Network ranking decisions are usually influenced by site-specific conditions and requirements. Although interfaces connected to the fastest network in a cluster are often given preferential ranking, raw network bandwidth is only one consideration. For example, an administrator might decide to dedicate one network that offers very low latency, but not the fastest bandwidth to all cluster intra-cluster communication and use a higher-capacity network for connecting the cluster to other systems.

MTU Attribute

This is a placeholder column. Its contents are not used at this time.

Stripe Attribute

Sun HPC ClusterTools 3.0 software supports scalable communication between cluster nodes through striping of MPI messages over SCI interfaces. In striped communication, a message is split into smaller packets and transmitted in two or more parallel streams over a set of network interfaces that have been logically combined into a stripe-group.

The STRIPE column allows the administrator to include individual SCI network interfaces in a stripe-group pool. Members of this pool are available to be included in logical stripe groups. These stripe groups are formed on an as-needed basis, selecting interfaces from this stripe-group pool.

To include the SCI interface in a stripe-group pool, set its STRIPE value to 1. To exclude an interface from the pool, specify 0. Up to four SCI network interface cards per node can be configured for stripe-group membership.

When a message is submitted for transmission over the SCI network, an MPI protocol module distributes the message over as many SCI network interfaces as are available.

Stripe-group membership is made optional so you can reserve some SCI network bandwidth for non-striped use. To do so, simply set STRIPE = 0 on the SCI network interface(s) you wish to reserve in this way.

Protocol Attribute

This column identifies the communication protocol used by the interface. The scirsm interface employs the RSM (Remote Shared Memory) protocol. The others all use TCP (Transmission Control Protocol).

Latency Attribute

This is a placeholder column. Its contents are not used at this time.

Bandwidth Attribute

This is a placeholder column. Its contents are not used at this time.

`MPIOptions` Section

Overview

This section provides a set of options that control MPI communication behavior in ways that are likely to affect message-passing performance. It contains two templates with predefined option settings. These templates are shown in Example 7-4 and discussed below.

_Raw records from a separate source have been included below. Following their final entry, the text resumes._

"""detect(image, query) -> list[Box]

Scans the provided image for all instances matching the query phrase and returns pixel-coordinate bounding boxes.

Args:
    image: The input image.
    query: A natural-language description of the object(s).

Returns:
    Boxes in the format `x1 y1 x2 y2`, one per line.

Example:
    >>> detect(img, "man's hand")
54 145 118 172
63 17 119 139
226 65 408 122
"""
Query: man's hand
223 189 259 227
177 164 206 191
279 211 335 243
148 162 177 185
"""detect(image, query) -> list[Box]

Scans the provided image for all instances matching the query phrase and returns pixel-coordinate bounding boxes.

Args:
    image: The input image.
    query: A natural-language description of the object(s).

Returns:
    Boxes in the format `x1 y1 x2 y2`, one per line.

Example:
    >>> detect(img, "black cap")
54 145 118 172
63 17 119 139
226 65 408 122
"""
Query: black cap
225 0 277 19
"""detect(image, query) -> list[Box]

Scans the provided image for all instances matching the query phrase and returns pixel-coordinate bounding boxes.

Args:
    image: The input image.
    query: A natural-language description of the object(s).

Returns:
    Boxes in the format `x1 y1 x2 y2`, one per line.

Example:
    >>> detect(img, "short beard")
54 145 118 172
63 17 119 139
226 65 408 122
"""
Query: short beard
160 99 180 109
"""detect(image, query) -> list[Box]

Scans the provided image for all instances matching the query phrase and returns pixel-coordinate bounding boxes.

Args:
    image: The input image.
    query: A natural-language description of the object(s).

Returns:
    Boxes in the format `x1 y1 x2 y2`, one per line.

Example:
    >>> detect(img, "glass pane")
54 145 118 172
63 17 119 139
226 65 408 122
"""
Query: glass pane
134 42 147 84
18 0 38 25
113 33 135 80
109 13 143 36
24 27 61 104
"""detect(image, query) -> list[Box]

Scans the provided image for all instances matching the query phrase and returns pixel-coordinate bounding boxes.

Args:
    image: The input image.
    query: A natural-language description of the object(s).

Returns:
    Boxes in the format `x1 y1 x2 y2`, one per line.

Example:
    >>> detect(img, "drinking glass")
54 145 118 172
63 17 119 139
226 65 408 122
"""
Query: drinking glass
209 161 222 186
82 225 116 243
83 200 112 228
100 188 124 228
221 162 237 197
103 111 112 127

General-Purpose, Multiuser Template - The first template in the MPIOptions section is designed for general-purpose use at times when multiple message-passing jobs will be running concurrently.

Performance Template - The second template is designed to maximize the performance of message-passing jobs when only one job is allowed to run at a time.

Note -

The first line of each template contains the phrase "Queue=xxxx." This is because the queue-based LSF workload management runtime environment uses the same hpc.conf file as the CRE.

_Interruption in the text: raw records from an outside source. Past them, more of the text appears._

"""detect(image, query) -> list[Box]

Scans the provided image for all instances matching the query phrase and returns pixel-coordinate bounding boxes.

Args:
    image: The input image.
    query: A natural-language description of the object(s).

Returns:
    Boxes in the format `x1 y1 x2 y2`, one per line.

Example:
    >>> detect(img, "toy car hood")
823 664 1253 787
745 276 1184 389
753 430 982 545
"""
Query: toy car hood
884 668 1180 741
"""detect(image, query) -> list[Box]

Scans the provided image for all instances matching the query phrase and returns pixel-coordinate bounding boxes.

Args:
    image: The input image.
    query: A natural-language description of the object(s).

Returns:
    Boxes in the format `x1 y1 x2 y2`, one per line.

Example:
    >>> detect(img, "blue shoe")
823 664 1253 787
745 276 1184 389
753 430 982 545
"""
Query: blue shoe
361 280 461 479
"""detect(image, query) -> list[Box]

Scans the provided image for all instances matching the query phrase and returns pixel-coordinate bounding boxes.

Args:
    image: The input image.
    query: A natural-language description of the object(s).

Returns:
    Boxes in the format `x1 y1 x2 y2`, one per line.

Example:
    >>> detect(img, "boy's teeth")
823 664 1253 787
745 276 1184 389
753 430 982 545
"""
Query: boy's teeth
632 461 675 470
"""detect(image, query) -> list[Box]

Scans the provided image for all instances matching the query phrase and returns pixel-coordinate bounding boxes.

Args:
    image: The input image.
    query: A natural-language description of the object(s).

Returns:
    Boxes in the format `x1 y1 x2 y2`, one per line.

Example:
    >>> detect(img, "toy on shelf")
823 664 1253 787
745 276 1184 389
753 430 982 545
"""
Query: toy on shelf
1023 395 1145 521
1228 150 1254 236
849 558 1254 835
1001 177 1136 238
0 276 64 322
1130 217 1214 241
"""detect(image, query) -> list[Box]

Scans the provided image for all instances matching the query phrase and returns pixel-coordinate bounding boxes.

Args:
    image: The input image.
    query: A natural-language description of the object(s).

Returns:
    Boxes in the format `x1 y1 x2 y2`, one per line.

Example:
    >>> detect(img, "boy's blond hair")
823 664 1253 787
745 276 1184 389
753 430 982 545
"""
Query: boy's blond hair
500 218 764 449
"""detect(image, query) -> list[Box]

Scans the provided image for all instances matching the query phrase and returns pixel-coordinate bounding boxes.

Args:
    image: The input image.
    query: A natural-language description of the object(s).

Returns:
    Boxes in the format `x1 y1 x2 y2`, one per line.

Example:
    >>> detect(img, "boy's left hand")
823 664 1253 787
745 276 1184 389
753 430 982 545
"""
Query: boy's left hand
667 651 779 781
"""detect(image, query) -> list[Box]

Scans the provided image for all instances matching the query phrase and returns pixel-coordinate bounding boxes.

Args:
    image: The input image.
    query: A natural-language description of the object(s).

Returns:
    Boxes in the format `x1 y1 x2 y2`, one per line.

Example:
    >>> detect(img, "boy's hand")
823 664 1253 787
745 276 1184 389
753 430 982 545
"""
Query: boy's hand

The options in the general-purpose template are the same as the default settings for the Sun MPI library. In other words, you do not have to uncomment the general-purpose template to have its option values be in effect. This template is provided in the MPIOptions section so you can see what options are most beneficial when operating in a multiuser mode.

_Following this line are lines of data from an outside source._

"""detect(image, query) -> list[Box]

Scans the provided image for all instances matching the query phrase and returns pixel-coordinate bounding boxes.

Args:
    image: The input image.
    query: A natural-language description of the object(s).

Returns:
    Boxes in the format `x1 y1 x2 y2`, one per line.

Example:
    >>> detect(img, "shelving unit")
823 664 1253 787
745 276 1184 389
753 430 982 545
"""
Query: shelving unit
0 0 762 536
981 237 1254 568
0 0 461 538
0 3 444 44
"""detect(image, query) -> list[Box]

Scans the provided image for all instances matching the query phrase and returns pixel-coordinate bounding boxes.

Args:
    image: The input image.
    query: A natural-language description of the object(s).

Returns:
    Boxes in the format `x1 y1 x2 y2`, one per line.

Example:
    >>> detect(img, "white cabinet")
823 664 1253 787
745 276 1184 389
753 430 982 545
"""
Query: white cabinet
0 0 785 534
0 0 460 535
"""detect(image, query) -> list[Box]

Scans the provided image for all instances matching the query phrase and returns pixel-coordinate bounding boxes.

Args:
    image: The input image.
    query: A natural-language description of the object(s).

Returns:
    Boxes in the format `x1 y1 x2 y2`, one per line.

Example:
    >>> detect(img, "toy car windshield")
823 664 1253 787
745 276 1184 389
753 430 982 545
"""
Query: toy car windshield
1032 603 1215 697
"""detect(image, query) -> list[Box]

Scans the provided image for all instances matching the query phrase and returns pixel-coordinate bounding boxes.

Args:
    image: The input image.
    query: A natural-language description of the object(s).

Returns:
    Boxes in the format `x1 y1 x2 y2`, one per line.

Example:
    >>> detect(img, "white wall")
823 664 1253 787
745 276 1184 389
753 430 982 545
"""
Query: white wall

If you want to use the performance template, do the following:

Delete the "Queue=performance" phrase from the Begin MPIOptions line.

Delete the comment character (#) from the beginning of each line of the performance template, including the Begin MPIOptions and End MPIOptions lines.

The resulting template should appear as follows:

Begin MPIOptions
coscheduling			off
spin			on
End MPIOptions

Table 7-1 provides brief descriptions of the MPI runtime options that can be set in hpc.conf. Each description identifies the default value and describes the effect of each legal value.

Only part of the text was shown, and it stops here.